En este relato el ilustre compositor zipaquireño Guillermo Quevedo Zornoza retrata una visión fantástica del mundo alrededor del Cerro del Guasá, lugar donde está ubicada actualmente la Catedral del Sal. Es un relato poco conocido que da luces sobre cómo vivían y en qué creían los pobladores de antaño del municipio de Zipaquirá a comienzos del siglo XX.

Los compadres

(Crónica lugareña)

Para Juancho Bravo, tan buen poeta como excelente administrador de Salinas.

Cuando Zipaquirá era un poblacho feo y obscuro (mucho más feo de lo que es en la actualidad), sin luz, ni andenes, ni acueducto, ni las pocas otras comodidades que han venido después aun cuando muy lentamente, se sucedían muy peregrinas aventuras de espantos y brujerías que al correr de los años fueron acabando, merced al beneficio del alumbrado electrónico en buena hora implantado por los señores Jiménez hermanos en el año de 1912.

Entre las cosas sobrenaturales que por aquel entonces acontecían, era una de las más importantes el asunto o espanto de “los compadres”, las tres luces errátiles del cerro del “Guasá”, que todo hijo de vecino vio en el lugar, y que constituían una leyenda que bien se hermanaba con el misterio de los negros socavones.

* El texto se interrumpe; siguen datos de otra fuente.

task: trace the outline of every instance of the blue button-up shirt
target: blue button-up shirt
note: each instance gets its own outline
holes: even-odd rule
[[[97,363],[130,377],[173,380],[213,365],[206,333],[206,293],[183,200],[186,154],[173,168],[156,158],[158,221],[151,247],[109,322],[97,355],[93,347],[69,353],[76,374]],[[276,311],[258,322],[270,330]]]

Tan luego como el viejo reloj golpeaba las ocho de la noche y Noé León desde la torre hacía llorar, con dobles largos y lúgubres, la espeluznante hora de la plegaria, y todo se envolvía en las tinieblas, “los compadres” aparecían en el cerro y ambulantes de aquí para allí, sin ruta alguna definida, empezaban su eterna disputa, a acometerse recíprocamente, hasta fundirse una luz en la otra, y una vez así, con resplandores extraños, esa bola de fuego, impulsada por una fuerza misteriosa salía disparada, describiendo círculos en loco torbellino o líneas fantásticas en zig zag, hasta que una lucecilla más pequeña, de un leve color azulado, diminuta y limpia como un diamante, alcanzaba a la luz grande, dividía aquella diabólica conjunción e interponiéndose resueltamente entre “los compadres” para no dejarlos pelear, los obligaba a que se metiesen entre sus respectivos agujeros, que iban a dar a las entrañas del peñasco salino. Y era tal el encarnizamiento de tales luces, que frecuentemente abandonaban su campo de acción y venianse a las calles obscuras, o sobre los tejados a reñir, huyendo así, momentáneamente, de la intervención de la otra lucecilla, cuya misión, bien enojosa por cierto, era la de meter paz entre los dos irreconciliables enemigos. En ocasiones la disputa de “los compadres” alargábase más de lo ordinario, porque la luz conciliadora solía tardarse en separarlos; pero la superstición lugareña invento un fácil expediente: silvar la luz. Tan pronto como los silvidos rasgaban las tinieblas de la noche, aparecía la candileja interventora y “los compadres” huían hacia sus lóbregas cavernas. En estas escenas eran de verse los sustos de las gentes a quienes sorprendían “los compadres” por la calle y que se veían precisados a salir en busca de medicinas o algún otro menester doméstico. Los perros eran los primeros en dar la señal de alarma, y, rabo gacho, con lastimeros aullidos se daban a corretear locos por las desiertas calles.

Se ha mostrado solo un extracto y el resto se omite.